Shape and size measurements of R. parkeri bacteria under pressure from different drugs. (A) Representative bacterial cells from the EC curve drug concentrations from panel B. Scale bar, 1 μm. (B) Dose-dependent changes in area and eccentricity of R. parkeri bacterial cells under drug treatment with lovastatin, pitavastatin, tetracycline, or d-cycloserine. Each measurement is the mean of at least 40 individual bacterial cells, except for concentrations of d-cycloserine at >250 μM, where most bacterial cells were lysed and fewer measurements were possible (for 500 μM d-cycloserine, n = 22; for 1,000 μM d-cycloserine, n = 18; for 2,000 μM d-cycloserine, n = 13).
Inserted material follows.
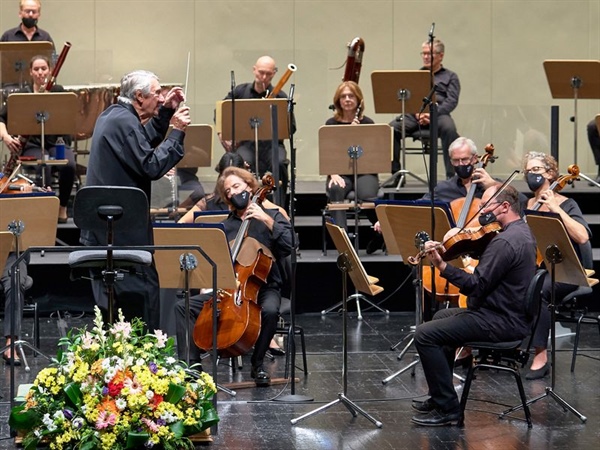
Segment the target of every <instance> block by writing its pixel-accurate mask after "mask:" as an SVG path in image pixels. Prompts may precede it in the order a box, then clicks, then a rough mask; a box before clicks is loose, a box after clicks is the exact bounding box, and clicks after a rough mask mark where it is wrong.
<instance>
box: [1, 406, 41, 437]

Error bars represent the 95% confidence interval. (C) Graphs plotting area and eccentricity measurements at the EC₁₀₀ values calculated from the data shown in Fig. 4B and matched to measurements from panel A. Regions shaded in yellow are the calculated values of EC₅₀ to EC₁₀₀ from the data shown in Fig. 4B. Graphs show the mean of the sample set, and error bars represent the 95% confidence interval. Statistical comparisons were done by one-way ANOVA of results for all drug-treated samples compared to results for the no-drug (nd) sample set (ns, not significant; **, P < 0.01; ***, P < 0.001; ****, P < 0.0001). dcs, d-cycloserine; tet, tetracycline; lov, lovastatin; pit, pitavastatin.